Quick Facts About Autism

Defining Autism

  • Autism Spectrum Disorders (ASD) are a complex set of neurological disorders that severely impair social and communicative functioning.
  • Individuals with ASD can range from having cognitive impairments to having typical or above average IQs.
  • Typical ASD behaviors include lack of interest in other people and other social challenges, stereotyped actions (hand flapping, body rocking), insistence on sameness, resistance to change and, in some cases, aggression or self-injury.
  • Between 30-50% of people with autism have seizures.
  • Autism was originally believed to be a form of schizophrenia brought on by a traumatic experience or bad parenting. This is not the case.

Autism Prevalence

  • In 2023, the Centers for Disease Control and Prevention’s Autism and Developmental Disabilities Monitoring Network determined that approximately 1 in 36 children in the United States have ASD.

Causes of Autism

  • Autism is highly heritable.  There are many genetic and environmental factors involved with autism.  These include both rare and common variants.  About 15% of cases of autism can be linked to a specific gene mutation.
  • Some of the environmental factors that have been studied include medical conditions in parents, age, toxic chemicals, medications taken during pregnancy and before pregnancy, and diet and nutrition.
  • In the late 1990s and early 2000s there was a theory that vaccines given at 18-24 months of age may be responsible for autism.  However, we now know that autism starts before birth, even possibly before conception, and that vaccines do not cause autism.  


  • It is possible to detect signs of autism in infants as young as 6-18 months.

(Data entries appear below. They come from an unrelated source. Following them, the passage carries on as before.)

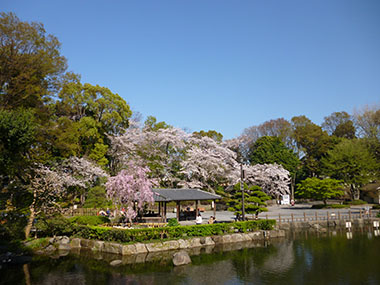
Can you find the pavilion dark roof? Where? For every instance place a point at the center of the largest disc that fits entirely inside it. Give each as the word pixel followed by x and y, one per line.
pixel 167 195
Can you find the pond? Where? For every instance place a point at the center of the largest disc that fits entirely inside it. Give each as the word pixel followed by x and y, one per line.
pixel 302 258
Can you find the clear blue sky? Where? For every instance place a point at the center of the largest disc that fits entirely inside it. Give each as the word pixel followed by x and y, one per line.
pixel 221 65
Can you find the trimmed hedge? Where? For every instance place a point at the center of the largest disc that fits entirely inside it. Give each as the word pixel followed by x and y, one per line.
pixel 89 220
pixel 149 234
pixel 330 206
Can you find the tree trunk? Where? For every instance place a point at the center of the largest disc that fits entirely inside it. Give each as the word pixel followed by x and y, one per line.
pixel 355 193
pixel 30 221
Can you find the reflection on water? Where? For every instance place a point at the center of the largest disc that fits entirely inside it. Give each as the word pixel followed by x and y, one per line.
pixel 301 258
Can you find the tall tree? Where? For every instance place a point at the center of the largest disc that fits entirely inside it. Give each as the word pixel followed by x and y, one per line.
pixel 312 143
pixel 320 189
pixel 270 150
pixel 351 162
pixel 30 63
pixel 367 121
pixel 129 186
pixel 211 134
pixel 339 124
pixel 254 200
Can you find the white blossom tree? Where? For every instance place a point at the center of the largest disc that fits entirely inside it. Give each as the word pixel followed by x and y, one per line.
pixel 273 179
pixel 131 186
pixel 161 150
pixel 49 184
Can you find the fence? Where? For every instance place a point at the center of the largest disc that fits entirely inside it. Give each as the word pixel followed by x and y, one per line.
pixel 328 216
pixel 81 212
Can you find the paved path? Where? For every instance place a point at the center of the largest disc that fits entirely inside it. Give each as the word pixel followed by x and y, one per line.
pixel 274 211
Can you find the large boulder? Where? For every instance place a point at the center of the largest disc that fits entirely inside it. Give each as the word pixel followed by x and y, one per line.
pixel 140 248
pixel 154 246
pixel 171 245
pixel 181 258
pixel 116 262
pixel 75 243
pixel 128 249
pixel 98 245
pixel 226 239
pixel 195 242
pixel 113 248
pixel 183 243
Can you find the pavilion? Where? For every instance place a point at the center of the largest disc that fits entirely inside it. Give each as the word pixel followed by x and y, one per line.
pixel 163 196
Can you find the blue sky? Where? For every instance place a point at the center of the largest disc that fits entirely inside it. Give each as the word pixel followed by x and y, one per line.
pixel 221 65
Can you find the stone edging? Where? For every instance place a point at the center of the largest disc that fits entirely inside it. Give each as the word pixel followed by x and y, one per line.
pixel 65 243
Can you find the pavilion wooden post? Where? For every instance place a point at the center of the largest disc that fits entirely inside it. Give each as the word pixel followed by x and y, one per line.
pixel 164 212
pixel 178 209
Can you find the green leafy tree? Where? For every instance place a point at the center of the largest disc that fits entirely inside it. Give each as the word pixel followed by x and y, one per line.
pixel 151 124
pixel 254 200
pixel 312 144
pixel 340 125
pixel 270 150
pixel 351 162
pixel 211 134
pixel 320 189
pixel 97 198
pixel 30 63
pixel 17 135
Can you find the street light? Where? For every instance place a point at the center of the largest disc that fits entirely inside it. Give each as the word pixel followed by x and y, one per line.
pixel 242 191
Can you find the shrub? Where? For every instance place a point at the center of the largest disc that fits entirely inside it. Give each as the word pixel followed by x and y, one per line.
pixel 12 225
pixel 330 206
pixel 51 226
pixel 173 222
pixel 173 232
pixel 89 220
pixel 355 202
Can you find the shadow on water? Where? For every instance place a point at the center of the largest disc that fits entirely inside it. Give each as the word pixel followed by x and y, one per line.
pixel 303 257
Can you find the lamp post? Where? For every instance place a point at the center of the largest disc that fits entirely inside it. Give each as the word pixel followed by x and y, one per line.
pixel 242 191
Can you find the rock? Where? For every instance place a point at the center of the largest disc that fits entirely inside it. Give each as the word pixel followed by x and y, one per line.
pixel 75 243
pixel 63 252
pixel 255 235
pixel 181 258
pixel 64 240
pixel 128 249
pixel 226 239
pixel 209 241
pixel 195 242
pixel 87 243
pixel 64 247
pixel 183 243
pixel 217 239
pixel 171 245
pixel 154 246
pixel 140 248
pixel 237 238
pixel 113 248
pixel 98 245
pixel 116 262
pixel 50 248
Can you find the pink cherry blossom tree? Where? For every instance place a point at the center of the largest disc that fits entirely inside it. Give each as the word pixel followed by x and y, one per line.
pixel 273 179
pixel 49 184
pixel 132 188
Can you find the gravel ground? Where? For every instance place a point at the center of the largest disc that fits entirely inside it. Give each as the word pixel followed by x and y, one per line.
pixel 274 211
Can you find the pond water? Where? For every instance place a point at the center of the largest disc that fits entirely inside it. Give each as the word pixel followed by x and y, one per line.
pixel 301 258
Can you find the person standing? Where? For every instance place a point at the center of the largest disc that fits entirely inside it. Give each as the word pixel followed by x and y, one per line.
pixel 198 220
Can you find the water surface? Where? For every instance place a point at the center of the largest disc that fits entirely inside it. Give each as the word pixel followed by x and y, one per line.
pixel 301 258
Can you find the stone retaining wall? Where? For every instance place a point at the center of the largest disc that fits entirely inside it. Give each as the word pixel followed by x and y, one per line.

A sign or early identification marker does not mean a child will go on to receive a diagnosis.  It means that they need specific support services as early as possible.   For example, if a baby fixates on objects or does not respond to people, he or she may be exhibiting early signs of an autism spectrum disorder.
  • Older babies and toddlers may fail to respond to their names, avoid eye contact, lack joint attention, or engage in repetitive movements such as rocking, or arm flapping. They may play with toys in unusual ways.
  • Parents who notice these signs, or are concerned their children are not meeting developmental milestones, should contact their pediatrician or another health care provider and request a developmental screening.  There are a number of standardized tools that can inform clinical judgement about whether the diagnosis is autism or something else.


  • Scientists agree that the earlier a child receives early intervention services the better the child’s prognosis. All children with autism can benefit from early intervention.
  • The most effective treatments available today have been developed and adapted from the theories of applied behavioral analysis (ABA) and occupational, speech and physical therapy.
  • There is no cure for autism, and most individuals with ASD will need support and services throughout their lifetime.
  • Many supposed “cures” for autism advertised on the internet are not backed by  scientific studies and can be harmful.